Measuring the Impact
To quantify the impact, I ran two scenarios against 100 blocks on Ethereum Mainnet (blocks 23,545,500–23,545,600), covering tens of thousands of log entries:
- Broad filter: ERC-20 Transfer events from all contracts — covers the majority of on-chain activity in any given block
- Specific filter: WETH Deposit events from a single contract — a narrow, targeted monitor looking for one rare event type
Broad filter: All ERC-20 Transfers
The monitor script is:
log.name == "Transfer"
Without AST analysis, the RPC request includes all selectors from the ERC-20 ABI — fetching both Transfer and Approval logs. With AST analysis, the engine detects the log.name == "Transfer" comparison and narrows the request to the Transfer selector only.
The difference: 34,698 logs fetched without AST vs 30,827 with — 3,871 fewer log objects, a 12.6% reduction.
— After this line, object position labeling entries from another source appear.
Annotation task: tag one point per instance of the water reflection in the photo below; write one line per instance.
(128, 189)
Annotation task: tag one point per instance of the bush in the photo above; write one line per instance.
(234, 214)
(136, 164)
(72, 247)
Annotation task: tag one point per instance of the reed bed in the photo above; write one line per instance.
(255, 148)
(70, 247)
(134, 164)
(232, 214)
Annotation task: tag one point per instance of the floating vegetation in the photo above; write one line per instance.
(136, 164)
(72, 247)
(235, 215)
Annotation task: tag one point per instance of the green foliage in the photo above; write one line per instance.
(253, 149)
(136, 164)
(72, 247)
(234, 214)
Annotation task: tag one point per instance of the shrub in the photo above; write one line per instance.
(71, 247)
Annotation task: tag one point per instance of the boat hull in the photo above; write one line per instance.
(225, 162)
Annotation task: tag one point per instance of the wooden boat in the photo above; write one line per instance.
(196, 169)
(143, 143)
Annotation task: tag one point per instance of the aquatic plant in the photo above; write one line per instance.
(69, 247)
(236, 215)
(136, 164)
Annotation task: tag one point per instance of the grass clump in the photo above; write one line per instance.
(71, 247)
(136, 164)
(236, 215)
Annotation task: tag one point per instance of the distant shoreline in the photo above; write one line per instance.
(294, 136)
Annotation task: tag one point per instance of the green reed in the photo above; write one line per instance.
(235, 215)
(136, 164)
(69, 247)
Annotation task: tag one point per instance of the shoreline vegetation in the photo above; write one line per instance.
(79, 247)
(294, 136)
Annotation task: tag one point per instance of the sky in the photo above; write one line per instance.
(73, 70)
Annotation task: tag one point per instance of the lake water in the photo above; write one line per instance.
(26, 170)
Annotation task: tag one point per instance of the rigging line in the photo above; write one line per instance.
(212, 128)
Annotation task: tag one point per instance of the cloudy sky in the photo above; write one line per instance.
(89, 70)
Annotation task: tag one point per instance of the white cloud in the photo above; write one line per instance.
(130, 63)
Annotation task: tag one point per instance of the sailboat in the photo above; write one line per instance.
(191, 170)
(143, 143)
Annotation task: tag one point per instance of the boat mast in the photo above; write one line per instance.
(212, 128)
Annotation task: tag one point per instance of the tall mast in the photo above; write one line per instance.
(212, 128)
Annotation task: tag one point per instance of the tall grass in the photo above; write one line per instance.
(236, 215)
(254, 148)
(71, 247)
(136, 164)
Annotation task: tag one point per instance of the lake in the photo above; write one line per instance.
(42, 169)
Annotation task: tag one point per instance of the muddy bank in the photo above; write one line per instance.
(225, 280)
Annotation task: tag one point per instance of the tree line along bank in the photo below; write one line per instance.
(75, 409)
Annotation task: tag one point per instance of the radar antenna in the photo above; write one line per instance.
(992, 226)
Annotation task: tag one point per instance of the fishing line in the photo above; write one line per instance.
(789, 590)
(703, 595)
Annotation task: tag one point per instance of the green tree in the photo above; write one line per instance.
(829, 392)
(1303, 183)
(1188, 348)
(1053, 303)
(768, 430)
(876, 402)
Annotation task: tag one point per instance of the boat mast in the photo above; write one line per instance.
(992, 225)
Specific filter: WETH Deposits
The monitor script is:
log.name == "Deposit"
targeting the WETH contract (0xC02aaA39b223FE8D0A0e5C4F27eAD9083C756Cc2), which has a 4-event ABI: Transfer, Approval, Deposit, and Withdrawal. Without AST analysis, all four selectors are included in the RPC request. With AST analysis, only the Deposit selector is requested.
The difference: 37,150 logs fetched without AST vs 1,078 with — 36,072 fewer log objects, a 97.1% reduction.
The difference between the two scenarios becomes clear visually:
Conclusion
The optimization came out of a specific pain point: eagerly fetching all block events to evaluate against every monitor script was an O(N × M) problem — N monitors, M events per block, and expensive RPC calls on every iteration. The AST already contained exactly what each script needed, making it possible to fetch only what was relevant before any evaluation happened.
The impact scales with the gap between ABI breadth and filter selectivity — 12.6% reduction for a 2-event ABI with a single-event filter, 97.1% for a 4-event ABI with the same. The broader the ABI, the more there is to leave on the table without static analysis.
The same AST walk can also do schema validation, ensuring scripts only access fields that exist in the ABI and catching errors before any evaluation.
The AST analyzer ended up becoming its own crate — rhai-analyzer. If you're working with Rhai and need to inspect scripts without executing them, it might be worth a look.